October 5, 2005
The surprisingly sharp negative reaction among conservative legislators and pundits toward Harriet Miers as Supreme Court nominee heralds a veritable rebellion against the Bush administration from within his own party. In today's Washington Post, a clearly exasperated George Will calls attention to the nominee's lack of credentials for the nation's highest court, and heaps scorn upon Bush's plea to "trust me." In unusually strong language, he writes,
"the president has forfeited his right to be trusted as a custodian of the Constitution. The forfeiture occurred March 27, 2002, when, in a private act betokening an uneasy conscience, he signed the McCain-Feingold law."
I too opposed the McCain-Feingold law, but mainly on grounds of its unenforceability and wrong-headed attempt to insulate voters from their responsability to monitor candidates. (Speaking of which, the dubious indictment of Tom DeLay is a good illustration of how such contrived "reform" laws generally backfire.) Finally, Will ridicules the way Bush paid lip service to "diversity," the holy grail of contemporary mindless blather.
But that's not all! On the same Post op-ed page, economics writer Robert Samuelson bitterly rips into Bush's "compassionate conservative" approach to governance, calling it "Cynical Conservatism":
"Compassion" for Bush has consisted mostly of distributing new benefits to large constituencies in the hope of purchasing their gratitude and support.
Spend more, tax less. That's a brazen political strategy, not a serious governing philosophy.
Just what conservative values Bush's approach embodies is unclear. He has not tried to purge government of ineffective or unneeded programs. He has not laid a foundation for permanent tax reductions. He has not been straightforward with the public. He has not shown a true regard for the future. He has mostly been expedient or, more pointedly, cynical.

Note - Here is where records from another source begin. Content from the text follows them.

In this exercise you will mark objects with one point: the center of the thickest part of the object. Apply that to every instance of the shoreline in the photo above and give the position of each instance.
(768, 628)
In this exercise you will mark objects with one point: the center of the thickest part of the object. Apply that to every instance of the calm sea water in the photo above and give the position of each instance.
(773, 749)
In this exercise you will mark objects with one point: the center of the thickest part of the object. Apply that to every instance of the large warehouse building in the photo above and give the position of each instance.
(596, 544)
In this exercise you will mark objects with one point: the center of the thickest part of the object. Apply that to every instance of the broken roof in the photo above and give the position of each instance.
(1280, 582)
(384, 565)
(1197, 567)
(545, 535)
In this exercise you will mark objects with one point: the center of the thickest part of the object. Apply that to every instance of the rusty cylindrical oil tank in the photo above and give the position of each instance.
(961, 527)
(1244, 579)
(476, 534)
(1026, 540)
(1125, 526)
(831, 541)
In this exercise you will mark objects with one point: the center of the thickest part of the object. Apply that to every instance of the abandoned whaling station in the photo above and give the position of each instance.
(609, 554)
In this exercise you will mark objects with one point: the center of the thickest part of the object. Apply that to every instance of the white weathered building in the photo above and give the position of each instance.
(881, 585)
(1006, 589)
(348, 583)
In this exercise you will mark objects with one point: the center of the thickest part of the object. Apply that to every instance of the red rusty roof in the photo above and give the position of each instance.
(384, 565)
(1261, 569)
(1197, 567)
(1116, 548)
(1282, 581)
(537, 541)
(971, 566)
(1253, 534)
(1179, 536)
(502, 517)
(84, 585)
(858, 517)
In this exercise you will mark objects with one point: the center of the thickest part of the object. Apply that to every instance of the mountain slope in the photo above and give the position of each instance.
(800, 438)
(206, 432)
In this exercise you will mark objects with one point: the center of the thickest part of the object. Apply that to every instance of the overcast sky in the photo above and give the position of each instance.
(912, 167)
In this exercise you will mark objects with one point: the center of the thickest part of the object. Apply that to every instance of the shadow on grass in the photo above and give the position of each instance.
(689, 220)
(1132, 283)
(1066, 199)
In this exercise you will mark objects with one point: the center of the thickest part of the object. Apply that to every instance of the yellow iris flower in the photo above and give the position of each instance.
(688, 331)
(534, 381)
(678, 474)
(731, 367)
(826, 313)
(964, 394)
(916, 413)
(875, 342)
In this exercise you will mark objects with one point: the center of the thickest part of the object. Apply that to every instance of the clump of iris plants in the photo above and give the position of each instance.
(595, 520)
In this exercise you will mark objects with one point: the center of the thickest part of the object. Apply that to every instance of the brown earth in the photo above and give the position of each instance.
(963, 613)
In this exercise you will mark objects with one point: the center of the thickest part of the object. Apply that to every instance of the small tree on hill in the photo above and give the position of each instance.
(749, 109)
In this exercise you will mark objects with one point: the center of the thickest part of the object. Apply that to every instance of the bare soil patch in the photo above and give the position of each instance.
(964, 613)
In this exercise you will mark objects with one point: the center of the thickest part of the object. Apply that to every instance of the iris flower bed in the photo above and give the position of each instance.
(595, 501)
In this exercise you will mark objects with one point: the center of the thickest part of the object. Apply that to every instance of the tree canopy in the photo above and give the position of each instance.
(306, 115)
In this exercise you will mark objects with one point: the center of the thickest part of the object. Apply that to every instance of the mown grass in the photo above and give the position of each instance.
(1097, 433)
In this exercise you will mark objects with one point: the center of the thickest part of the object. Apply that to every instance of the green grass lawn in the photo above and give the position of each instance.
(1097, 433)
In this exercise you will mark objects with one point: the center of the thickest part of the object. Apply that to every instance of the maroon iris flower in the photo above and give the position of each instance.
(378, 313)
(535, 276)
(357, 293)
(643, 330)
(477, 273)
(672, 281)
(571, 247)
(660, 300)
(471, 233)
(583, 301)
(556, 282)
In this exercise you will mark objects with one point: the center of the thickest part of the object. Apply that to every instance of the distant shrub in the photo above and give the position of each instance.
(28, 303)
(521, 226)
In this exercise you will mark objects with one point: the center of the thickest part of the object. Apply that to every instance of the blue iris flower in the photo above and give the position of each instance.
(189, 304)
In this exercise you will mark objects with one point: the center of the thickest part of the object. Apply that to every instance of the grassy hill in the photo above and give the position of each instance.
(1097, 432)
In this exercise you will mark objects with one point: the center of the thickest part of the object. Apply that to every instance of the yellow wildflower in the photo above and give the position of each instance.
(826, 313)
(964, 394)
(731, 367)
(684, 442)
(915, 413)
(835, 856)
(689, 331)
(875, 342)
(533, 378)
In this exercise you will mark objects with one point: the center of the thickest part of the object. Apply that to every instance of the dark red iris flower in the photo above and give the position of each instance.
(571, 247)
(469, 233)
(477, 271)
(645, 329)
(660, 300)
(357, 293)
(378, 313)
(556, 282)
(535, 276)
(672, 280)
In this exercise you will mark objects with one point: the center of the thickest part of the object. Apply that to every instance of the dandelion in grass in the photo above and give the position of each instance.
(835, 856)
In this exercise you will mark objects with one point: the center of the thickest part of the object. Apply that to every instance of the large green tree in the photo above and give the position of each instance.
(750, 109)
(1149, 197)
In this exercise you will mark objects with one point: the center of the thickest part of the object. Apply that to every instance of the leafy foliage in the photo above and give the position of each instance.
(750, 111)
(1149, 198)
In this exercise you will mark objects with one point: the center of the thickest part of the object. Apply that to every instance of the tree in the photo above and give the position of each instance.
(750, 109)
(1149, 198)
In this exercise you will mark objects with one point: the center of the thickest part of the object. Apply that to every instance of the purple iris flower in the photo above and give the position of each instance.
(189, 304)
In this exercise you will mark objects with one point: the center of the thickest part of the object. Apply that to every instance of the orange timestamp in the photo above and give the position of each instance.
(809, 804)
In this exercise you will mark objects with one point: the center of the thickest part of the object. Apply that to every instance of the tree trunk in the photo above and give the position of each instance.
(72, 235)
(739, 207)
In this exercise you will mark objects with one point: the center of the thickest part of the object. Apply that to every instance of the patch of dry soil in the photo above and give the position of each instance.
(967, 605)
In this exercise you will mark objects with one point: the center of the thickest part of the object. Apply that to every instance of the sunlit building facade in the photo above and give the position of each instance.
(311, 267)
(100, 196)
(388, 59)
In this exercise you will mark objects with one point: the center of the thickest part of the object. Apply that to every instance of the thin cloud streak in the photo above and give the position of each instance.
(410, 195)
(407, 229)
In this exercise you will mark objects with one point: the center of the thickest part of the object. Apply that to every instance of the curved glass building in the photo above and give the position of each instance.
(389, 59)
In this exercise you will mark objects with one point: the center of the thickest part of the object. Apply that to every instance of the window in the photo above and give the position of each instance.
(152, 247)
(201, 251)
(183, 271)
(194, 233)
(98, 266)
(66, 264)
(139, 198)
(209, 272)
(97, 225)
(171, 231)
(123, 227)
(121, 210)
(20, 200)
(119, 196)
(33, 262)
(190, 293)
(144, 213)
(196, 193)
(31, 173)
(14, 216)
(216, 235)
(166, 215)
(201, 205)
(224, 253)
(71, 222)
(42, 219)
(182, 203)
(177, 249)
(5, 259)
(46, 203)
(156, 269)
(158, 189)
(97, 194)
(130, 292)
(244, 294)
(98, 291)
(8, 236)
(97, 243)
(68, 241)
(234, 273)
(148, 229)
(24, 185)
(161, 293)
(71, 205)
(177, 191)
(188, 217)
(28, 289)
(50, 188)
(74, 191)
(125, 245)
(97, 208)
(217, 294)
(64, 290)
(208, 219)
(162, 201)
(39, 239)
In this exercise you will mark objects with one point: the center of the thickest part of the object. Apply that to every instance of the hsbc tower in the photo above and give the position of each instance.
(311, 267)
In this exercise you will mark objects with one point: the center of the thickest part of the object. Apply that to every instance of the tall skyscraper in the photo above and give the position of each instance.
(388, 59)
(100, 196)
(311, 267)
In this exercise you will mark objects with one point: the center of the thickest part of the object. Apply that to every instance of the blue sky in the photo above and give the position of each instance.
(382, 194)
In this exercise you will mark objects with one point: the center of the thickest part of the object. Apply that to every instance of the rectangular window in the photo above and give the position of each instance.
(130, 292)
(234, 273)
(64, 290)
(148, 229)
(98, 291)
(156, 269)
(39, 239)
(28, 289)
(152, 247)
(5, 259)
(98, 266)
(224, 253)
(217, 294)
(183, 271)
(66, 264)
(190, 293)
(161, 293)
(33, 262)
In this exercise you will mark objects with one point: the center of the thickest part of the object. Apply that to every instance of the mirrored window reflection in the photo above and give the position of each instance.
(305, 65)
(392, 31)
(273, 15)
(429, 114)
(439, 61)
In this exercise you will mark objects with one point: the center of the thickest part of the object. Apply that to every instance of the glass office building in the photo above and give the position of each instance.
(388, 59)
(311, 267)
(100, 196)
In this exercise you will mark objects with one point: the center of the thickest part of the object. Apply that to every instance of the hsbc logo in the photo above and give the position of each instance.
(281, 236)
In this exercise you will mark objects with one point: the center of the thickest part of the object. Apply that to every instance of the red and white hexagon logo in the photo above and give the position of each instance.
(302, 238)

That reminds me of what one-time Bush speechwriter John DiIulio called his former White House colleagues back in 2002: "Mayberry Machiavellis." It's times like this when I'm glad I've made known my concerns about the direction the Bush administration has been heading. He has not addressed any of the market-oriented policy initiatives I suggested ten months ago, and instead, he has largely squandered the precious post-election "window of opportunity for reform." (I'm well aware that not many conservatives view the link between economics and security the way I do, but that is bound to change as the global political-economic landscape shifts.) I'm inclined to judge Bush leniently when it comes to his lack of rhetorical skills, possibly a genetic defect, but there can be no excuse for continuing to ignore the warning signals from conservative intellectuals on vital issues such as the budget or national security. What can Bush do to pull out of his recent political tailspin before his presidency crashes and burns? Last week Jim Hoagland wrote in the Washington Post that Bush is in desperate need of a special adviser and confidant with the wisdom and courage to tell Bush the things he doesn't want to hear, much like when LBJ tapped Clark Clifford to serve in such a role during his final, disastrous year in office. As long as Karl Rove stays in the White House, however, I'm afraid the likelihood of that is extremely low.